Lei-Chin Chen, Ben-Kuen Chen, and Wen-Chang Chang

Department of Pharmacology, College of Medicine, National Cheng Kung University, Tainan, Taiwan

Transcriptional activation of the cyclooxygenase (COX)-2 gene is responsible for high level of prostaglandin production during inflammation and carcinogenesis. We found previously that c-Jun induction plays a crucial role in epidermal growth factor (EGF)-induced gene expression of COX-2. In this study, the functional role of c-Jun in EGF-induced transcriptional activation of COX-2 in A431 cells was investigated.
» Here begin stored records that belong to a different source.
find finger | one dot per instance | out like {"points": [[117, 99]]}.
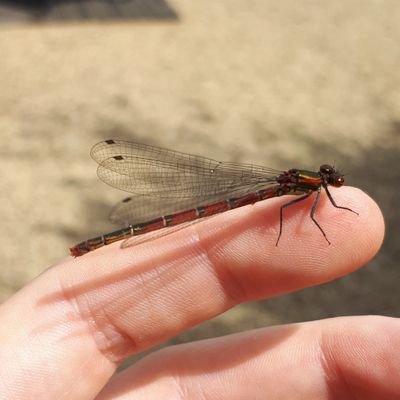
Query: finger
{"points": [[91, 312], [342, 358]]}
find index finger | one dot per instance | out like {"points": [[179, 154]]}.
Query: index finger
{"points": [[89, 313]]}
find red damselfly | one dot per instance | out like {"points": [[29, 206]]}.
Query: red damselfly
{"points": [[172, 188]]}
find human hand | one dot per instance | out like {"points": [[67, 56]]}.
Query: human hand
{"points": [[64, 334]]}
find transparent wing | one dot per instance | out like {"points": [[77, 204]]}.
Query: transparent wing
{"points": [[153, 171]]}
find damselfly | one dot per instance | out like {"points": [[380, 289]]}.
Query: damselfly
{"points": [[171, 188]]}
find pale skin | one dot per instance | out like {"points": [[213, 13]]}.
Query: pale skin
{"points": [[64, 334]]}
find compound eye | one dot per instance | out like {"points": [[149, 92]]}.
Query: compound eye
{"points": [[326, 169], [339, 181]]}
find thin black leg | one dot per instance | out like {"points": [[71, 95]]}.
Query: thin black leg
{"points": [[312, 214], [334, 203], [287, 205]]}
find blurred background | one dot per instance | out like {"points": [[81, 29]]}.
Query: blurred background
{"points": [[283, 84]]}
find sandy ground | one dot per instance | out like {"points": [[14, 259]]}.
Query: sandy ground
{"points": [[278, 83]]}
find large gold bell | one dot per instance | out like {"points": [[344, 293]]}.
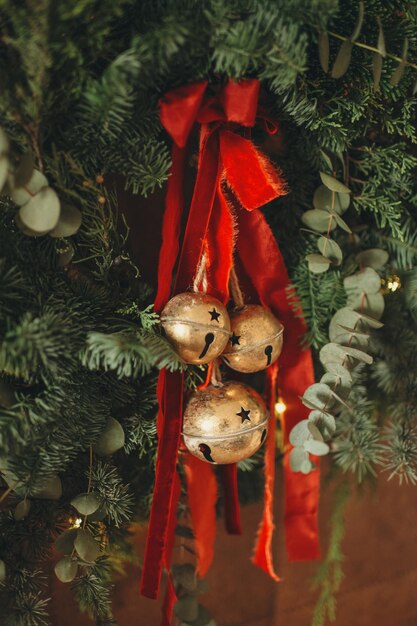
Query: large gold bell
{"points": [[197, 325], [256, 340], [225, 424]]}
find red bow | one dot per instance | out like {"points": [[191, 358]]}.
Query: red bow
{"points": [[228, 165]]}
We found that overexpression of c-Jun N-terminal phosphorylation site mutants had similar stimulatory effects on COX-2 promoter activity and protein expression as c-Jun wild type. TAM-67, a mutant of c-Jun that lacks the N-terminal transactivation domain of c-Jun, also enhanced COX-2 promoter activity and protein expression in cells treated with EGF. In vitro DNA affinity precipitation and reporter assays revealed that regulation of c-Jun C terminus by EGF enhanced c-Jun binding to COX-2 promoter and induced COX-2 expression. Furthermore, we demonstrated that c-Fos, which provides transactivation function in Jun/Fos heterodimer, was required for EGF-induced expression of COX-2. These results indicated that c-Jun N-terminal phosphorylation was not required for EGF-induced expression of COX-2. c-Jun, which could recruit other transcription factors such as c-Fos, was required for EGF-induced expression of COX-2 in A431 cells.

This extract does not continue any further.